Initially these challenges and tribulations may feel awkward, embarrassing, and challenging, but eventually you will grow to know your spouse in such a way that handling difficulties will become, not routine, but safe-feeling. You’ll come out the other side and look at your spouse and feel like, “damn, we rocked that.” Unfortunately, the only way to get to this point is to weather these ups and downs. Together.

When I was in college training to be a teacher, I remember I was so frustrated when we studied pedagogical theories or brain development because I wanted specific strategies to use in my classroom. I now know that there could never be a list of strategies long enough to prepare me for the many, many different types of situations I’d see in the classroom. Having a good foundational understanding of learning and development, however, has helped me grow and adapt to various situations.

That’s kind of how I feel about marriage advice. There a lot of specific strategies that will help, but having a good, foundational understanding of your relationship (past, present, and future) will give you a larger perspective.

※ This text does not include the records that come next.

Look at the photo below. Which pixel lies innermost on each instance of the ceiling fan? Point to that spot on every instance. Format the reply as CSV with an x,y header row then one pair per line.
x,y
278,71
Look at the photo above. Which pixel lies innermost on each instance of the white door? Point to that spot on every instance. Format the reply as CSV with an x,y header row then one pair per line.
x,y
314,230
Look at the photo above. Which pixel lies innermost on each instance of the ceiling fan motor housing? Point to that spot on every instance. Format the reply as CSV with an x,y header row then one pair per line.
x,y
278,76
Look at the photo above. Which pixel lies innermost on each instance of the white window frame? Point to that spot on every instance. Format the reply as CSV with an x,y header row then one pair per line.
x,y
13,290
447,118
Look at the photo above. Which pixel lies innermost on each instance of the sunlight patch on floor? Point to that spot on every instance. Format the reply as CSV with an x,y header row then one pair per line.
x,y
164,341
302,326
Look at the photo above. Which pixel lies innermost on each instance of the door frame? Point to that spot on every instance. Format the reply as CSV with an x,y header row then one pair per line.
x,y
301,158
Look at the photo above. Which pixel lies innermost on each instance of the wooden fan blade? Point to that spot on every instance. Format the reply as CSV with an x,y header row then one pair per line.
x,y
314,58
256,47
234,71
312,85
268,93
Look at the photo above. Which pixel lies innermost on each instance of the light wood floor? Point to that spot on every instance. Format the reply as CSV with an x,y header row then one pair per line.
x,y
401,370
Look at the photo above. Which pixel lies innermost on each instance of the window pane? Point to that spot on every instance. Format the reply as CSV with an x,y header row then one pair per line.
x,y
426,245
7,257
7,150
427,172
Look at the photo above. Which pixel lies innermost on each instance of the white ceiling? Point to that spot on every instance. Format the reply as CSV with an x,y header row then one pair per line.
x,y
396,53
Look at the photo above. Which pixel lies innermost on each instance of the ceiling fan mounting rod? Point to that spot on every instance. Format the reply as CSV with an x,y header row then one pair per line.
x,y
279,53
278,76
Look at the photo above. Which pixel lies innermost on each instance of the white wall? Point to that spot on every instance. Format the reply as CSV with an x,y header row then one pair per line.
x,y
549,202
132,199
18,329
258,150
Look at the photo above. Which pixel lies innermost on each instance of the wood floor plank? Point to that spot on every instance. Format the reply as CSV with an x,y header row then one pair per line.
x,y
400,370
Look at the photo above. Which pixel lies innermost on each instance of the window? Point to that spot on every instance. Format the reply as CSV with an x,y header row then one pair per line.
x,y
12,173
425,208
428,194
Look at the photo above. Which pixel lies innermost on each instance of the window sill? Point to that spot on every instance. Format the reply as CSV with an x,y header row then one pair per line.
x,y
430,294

When I was younger, one of my friend’s parents were going through a bit of a rough patch. There was a real possibility of divorce. When they decided to stay together, I remember his mom telling us that, yes, they had had a rough year, but within the perspective of a 30, 40, 50 year marriage – what’s a year? You’ll have rough patches, but if you accept that these are normal, I think it’s easier to focus on moving through them, rather than dwelling on the struggle. It’s important to grow together, to adapt, and to remain flexible, so that, whatever life throws at you, you’ll be able to adjust and move on. Together.

And maybe, someday, you’ll have kids… and then you’ll start all over again!